Their name may reference the Rolling Stones' most notorious concert, the 1969 disaster that unofficially ended the '60s, but the Lords of Altamont are not directly descended from the Stones. A more accurate lineage can be traced to the frustrated groups who, back in the late '60s -- when the Stones were bigger than any band could ever dream of being -- tried to take what the Stones had done musically one step further, mixing blues, rock, and psychedelia with a snotty attitude. It's from those bands -- from the fuzzy guitars and spooky organ sounds of the Third Bardo, the Litter, and the Sonics -- that the Lords of Altamont take their inspiration.
To Hell With the Lords kicks off with the blaring guitars of Johnny DaVilla and Shawn Medina, revving into gear with "The Split," a song that soon morphs into a surfy, psychedelic freakout propelled by the wild-man drumming of "Mad Max" Edison.

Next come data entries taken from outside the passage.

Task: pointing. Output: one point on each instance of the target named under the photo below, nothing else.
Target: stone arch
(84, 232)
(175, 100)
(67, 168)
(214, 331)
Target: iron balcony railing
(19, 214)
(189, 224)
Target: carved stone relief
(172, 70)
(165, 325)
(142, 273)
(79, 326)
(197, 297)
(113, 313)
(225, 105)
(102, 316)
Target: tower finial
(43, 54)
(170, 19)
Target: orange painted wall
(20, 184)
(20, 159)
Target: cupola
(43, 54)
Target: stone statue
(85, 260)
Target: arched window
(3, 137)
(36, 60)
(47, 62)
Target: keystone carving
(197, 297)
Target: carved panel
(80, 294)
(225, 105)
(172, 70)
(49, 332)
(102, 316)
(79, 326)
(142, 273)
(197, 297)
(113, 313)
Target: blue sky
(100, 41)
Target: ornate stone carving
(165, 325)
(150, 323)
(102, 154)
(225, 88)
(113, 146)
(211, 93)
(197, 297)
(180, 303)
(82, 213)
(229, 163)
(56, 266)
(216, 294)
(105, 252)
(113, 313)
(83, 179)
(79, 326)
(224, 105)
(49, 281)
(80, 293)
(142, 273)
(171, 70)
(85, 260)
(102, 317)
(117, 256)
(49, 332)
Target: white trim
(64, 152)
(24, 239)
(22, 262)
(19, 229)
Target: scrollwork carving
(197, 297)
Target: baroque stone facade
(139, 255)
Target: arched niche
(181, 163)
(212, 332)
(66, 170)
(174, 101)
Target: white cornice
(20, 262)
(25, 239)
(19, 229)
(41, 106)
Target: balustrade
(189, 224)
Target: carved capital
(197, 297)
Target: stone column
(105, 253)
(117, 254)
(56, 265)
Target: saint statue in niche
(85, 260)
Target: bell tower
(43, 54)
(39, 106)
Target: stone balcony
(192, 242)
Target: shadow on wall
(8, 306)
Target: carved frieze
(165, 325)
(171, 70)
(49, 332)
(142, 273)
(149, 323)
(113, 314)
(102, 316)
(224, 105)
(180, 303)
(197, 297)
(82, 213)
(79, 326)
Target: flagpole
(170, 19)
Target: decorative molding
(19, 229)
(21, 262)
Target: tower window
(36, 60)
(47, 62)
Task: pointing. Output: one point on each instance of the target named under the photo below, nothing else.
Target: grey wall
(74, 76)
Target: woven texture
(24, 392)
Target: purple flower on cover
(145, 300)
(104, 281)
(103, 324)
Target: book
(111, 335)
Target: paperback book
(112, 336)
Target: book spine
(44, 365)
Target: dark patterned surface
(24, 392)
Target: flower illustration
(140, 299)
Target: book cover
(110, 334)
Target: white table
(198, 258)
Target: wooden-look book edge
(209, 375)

Lead singer and organist Jake Cavaliere unleashes fierce vocals brimming with menace and inspired lunacy in songs like "Too Old to Die," "Twisted Love," and "Dementia Are Go."
The 12 tracks on To Hell With the Lords affirm that, like the Cramps before them, the Lords of Altamont are on a mission to restore raw power to rock and roll by looking back to its twisted beginnings.